I’m a designer by trade. A digital designer of the 21st century, so I don’t like to play the waiting game. I learned hotkeys for my tools, so I don’t sketch on paper. Drawing with pencil makes me think too much. I re-iterate on the digital canvas. And then I archive useless files. Over and over again. The ancient masters of the 20th century had thought to their craft. Vision first, craft later. Contrary to the elite way, I seek my vision through my repetitive craft. Sometimes a miss, other times a miss, most times a miss. It’s just more of a factory of stuff rather than a creation of a tailored, pristine idea. So yea, I grit. To endlessness. And I enjoy it. Not half-baked ideas, just plain rubbish. A load of trash files getting stacked as a digital mountain, no not a mountain, a mountain takes a shape. My files are formless, in the lost & found, like forgotten childhood dreams, in an abyss of 2000s selfies, wandering in a Youtuber’s dead channel, in eternal purgatory of the Wayback Machine. Yea, I grit. Writing nonsense as it makes me feel like I’m achieving.
It’s funny to write. Even knowing I’m not going anywhere, writing is pure joy. Even more so in why I respect writers. For TVs, Film, Newspapers, Novels, Radio Shows, D&D game masters, stand-ups and whatever old media crap I missed, I purposely tried to omit any online amateur content (Like this writing or clickbaity crap). The geniuses behind the writing that have a beginning, a middle, and an end. Or a meaning. Or a critique. Or a series. I don’t know, I’m just writing not researching. Clearly you know which category of writing I’m talking about: finished stories. That is why I also hate writing. I can’t write with quality.
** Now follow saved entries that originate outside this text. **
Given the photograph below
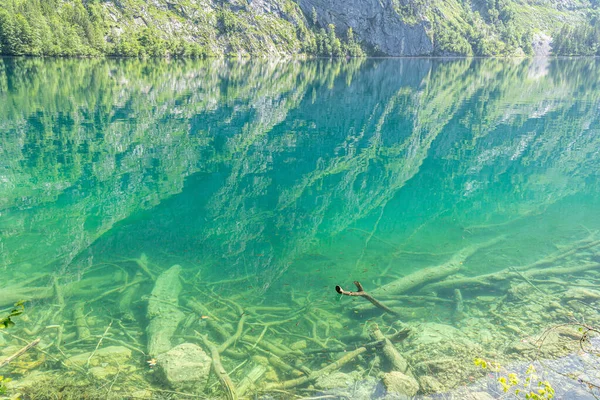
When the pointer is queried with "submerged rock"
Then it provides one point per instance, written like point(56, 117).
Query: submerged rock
point(184, 367)
point(430, 385)
point(111, 355)
point(397, 382)
point(334, 380)
point(583, 294)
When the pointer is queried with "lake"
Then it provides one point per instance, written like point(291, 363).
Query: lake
point(161, 219)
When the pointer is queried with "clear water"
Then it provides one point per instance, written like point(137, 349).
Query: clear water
point(270, 183)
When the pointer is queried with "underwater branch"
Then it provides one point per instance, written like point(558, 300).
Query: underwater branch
point(361, 292)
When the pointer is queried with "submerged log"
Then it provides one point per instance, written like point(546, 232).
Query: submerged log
point(317, 374)
point(163, 311)
point(391, 354)
point(83, 332)
point(361, 293)
point(425, 275)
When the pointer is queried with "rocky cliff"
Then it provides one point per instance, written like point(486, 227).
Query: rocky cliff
point(376, 23)
point(335, 28)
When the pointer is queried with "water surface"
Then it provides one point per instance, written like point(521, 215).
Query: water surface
point(270, 183)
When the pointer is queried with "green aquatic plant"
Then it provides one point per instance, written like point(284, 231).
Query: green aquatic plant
point(3, 387)
point(7, 322)
point(530, 390)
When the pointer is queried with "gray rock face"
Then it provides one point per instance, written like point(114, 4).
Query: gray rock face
point(374, 22)
point(184, 367)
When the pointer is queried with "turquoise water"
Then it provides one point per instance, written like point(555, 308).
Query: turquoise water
point(270, 183)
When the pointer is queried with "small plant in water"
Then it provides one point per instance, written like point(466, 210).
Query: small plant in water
point(3, 381)
point(7, 322)
point(532, 387)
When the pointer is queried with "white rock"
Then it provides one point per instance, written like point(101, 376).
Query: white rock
point(184, 367)
point(397, 382)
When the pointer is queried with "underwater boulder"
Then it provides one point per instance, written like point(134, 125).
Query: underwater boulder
point(399, 383)
point(184, 367)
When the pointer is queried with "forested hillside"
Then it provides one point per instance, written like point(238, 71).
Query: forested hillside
point(201, 28)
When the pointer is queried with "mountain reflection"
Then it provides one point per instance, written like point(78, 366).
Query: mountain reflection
point(249, 166)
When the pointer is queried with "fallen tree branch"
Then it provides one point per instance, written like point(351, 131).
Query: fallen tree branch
point(317, 374)
point(361, 292)
point(20, 352)
point(219, 370)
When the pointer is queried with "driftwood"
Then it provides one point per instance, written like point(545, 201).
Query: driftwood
point(438, 272)
point(391, 354)
point(426, 275)
point(126, 298)
point(83, 331)
point(225, 380)
point(254, 375)
point(361, 292)
point(20, 353)
point(163, 311)
point(503, 275)
point(317, 374)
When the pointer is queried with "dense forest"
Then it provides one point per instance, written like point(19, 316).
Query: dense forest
point(193, 28)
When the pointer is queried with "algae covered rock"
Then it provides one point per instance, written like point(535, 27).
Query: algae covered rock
point(335, 380)
point(399, 383)
point(163, 311)
point(111, 355)
point(184, 367)
point(430, 385)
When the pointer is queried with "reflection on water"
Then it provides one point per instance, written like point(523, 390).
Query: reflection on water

Like I said I’m a 21st-century brat with no patience. Do you think only the Millenials and the next generation called Gen-Z don’t have patience? Even the 90s kids are spoiled. I’ll say the 80s teens are spoiled with no patience. Heck the last 100 years, our mainstream music is not a 1-hour session of music anymore, I mean who does that? But I don’t know, I’m not researching, I’m gritting.
A finished story takes into consideration many things that require patience. It also takes into consideration building a story with the readers who’ll approach it. It’s not about itself. It’s about others. This writing is not a finished story mainly because it’s about me, me, me. Most online content doesn’t satisfy our appetite because it’s about me, me, me. Even the sophisticated craft known as writing can be dull if it’s not about the reader. I honestly think it’s funny to write not because writing is a mysterious craft humans use to create worlds and what not. It’s funny because if you want to write good charming f*cking great writing. You gotta not write about yourself. But who starts writing like that?
I got many more to say, but I’ll stop. With that, I’ll end the first beautiful piece to start this self-satisfying publication platform called Ben Muses. Where we probably will only talk about me, me, me. And no my name ain’t Ben.
Yes, this writing is the first draft. 30-minutes of hustling writing to make it mean anything. But probably confusing.